Ainsi, certains auteurs estiment que la solution de la Haute Cour « ne s'étend pas aux autres décisions pour lesquelles ce sont les statuts qui attribuent compétence à la collectivité des associés en application de l'alinéa 1 de [l'article L.227-9 C.Com.] »⁷.
Toutefois, il pourrait paraître contestable d'adopter une solution différente pour les opérations autres que celles visées par l'alinéa 2 de l'article L.227-9. En effet, dès lors que les statuts prévoient qu'une décision collective des associés est nécessaire pour autoriser telle ou telle opération (par exemple, autoriser la signature de toute convention supérieure à un certain montant), le principe posé par la Cour de cassation pourrait être transposé.

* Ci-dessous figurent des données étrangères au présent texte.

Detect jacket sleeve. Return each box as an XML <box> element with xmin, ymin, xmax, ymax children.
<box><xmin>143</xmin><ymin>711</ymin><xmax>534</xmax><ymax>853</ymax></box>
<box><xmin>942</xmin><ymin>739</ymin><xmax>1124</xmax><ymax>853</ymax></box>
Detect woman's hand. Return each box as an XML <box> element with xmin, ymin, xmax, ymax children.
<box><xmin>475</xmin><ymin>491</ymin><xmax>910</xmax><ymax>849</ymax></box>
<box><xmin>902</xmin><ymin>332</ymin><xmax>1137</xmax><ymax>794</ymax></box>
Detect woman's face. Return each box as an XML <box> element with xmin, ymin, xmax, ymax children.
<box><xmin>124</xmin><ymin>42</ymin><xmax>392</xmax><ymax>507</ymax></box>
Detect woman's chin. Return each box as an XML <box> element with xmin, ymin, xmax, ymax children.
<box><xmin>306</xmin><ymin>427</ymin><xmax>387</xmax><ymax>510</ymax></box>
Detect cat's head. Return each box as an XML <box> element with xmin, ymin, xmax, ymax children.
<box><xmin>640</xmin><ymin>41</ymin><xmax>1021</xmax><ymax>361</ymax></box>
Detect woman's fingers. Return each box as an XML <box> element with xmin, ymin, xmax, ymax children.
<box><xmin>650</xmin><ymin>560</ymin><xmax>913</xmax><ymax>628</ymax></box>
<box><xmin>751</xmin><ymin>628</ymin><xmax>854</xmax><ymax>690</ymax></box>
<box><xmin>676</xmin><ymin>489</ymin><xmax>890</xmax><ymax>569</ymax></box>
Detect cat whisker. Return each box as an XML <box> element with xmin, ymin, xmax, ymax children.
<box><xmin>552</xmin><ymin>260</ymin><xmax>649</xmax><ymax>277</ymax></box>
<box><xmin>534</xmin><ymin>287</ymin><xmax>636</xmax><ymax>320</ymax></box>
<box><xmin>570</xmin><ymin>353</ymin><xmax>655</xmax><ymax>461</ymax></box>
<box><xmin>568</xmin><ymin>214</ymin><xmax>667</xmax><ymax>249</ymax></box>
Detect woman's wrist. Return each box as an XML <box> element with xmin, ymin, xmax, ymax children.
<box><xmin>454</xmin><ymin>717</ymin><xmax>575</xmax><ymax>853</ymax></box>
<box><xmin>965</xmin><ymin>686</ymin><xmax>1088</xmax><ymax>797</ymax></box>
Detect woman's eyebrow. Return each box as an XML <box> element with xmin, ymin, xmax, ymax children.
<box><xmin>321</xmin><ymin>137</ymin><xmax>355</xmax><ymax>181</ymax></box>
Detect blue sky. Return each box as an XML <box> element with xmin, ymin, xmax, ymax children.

On pourrait effectivement considérer que la Cour de cassation a institué un seuil minimum d'adoption des décisions collectives et ce, afin de permettre une validation collective et effective d'une opération qui relèverait de la compétence de la collectivité des associés. Les modalités d'adoption des décisions doivent, en effet, permettre de départager clairement les associés partisans et les opposants à l'opération qui leur est soumise.
Comme le relève un auteur⁸, pour éviter tout débat, une décision rendue sous le visa de l'article 1844 du Code civil (droit pour les associés de participer aux décisions collectives) aurait certainement permis à cet arrêt d'avoir une portée plus générale.
Conséquences du principe posé par la Cour de cassation
Compte tenu des éléments qui précèdent, les statuts de SAS prévoyant l'adoption de décisions collectives des associés à une minorité qualifiée devraient être revus⁹. A défaut, une telle clause risquerait d'être réputée non écrite comme pour les clauses statutaires écartant le vote des associés sur leur exclusion¹⁰.
Enfin, s'agissant des délibérations prises en application d'une telle clause comme dans l'affaire présentée ci-dessus, celles-ci pourraient, nous semble-t-il, encourir la nullité¹¹. En effet, le dernier alinéa de l'article L.227-9 du Code de commerce pourrait fonder une telle nullité puisque ce texte dispose que : « Les décisions prises en violation des dispositions du présent article peuvent être annulées à la demande de tout intéressé. ». Au cas d'espèce, il reviendra d'ailleurs à la Cour d'appel de renvoi de faire droit ou pas à la demande de nullité sollicitée par les associés.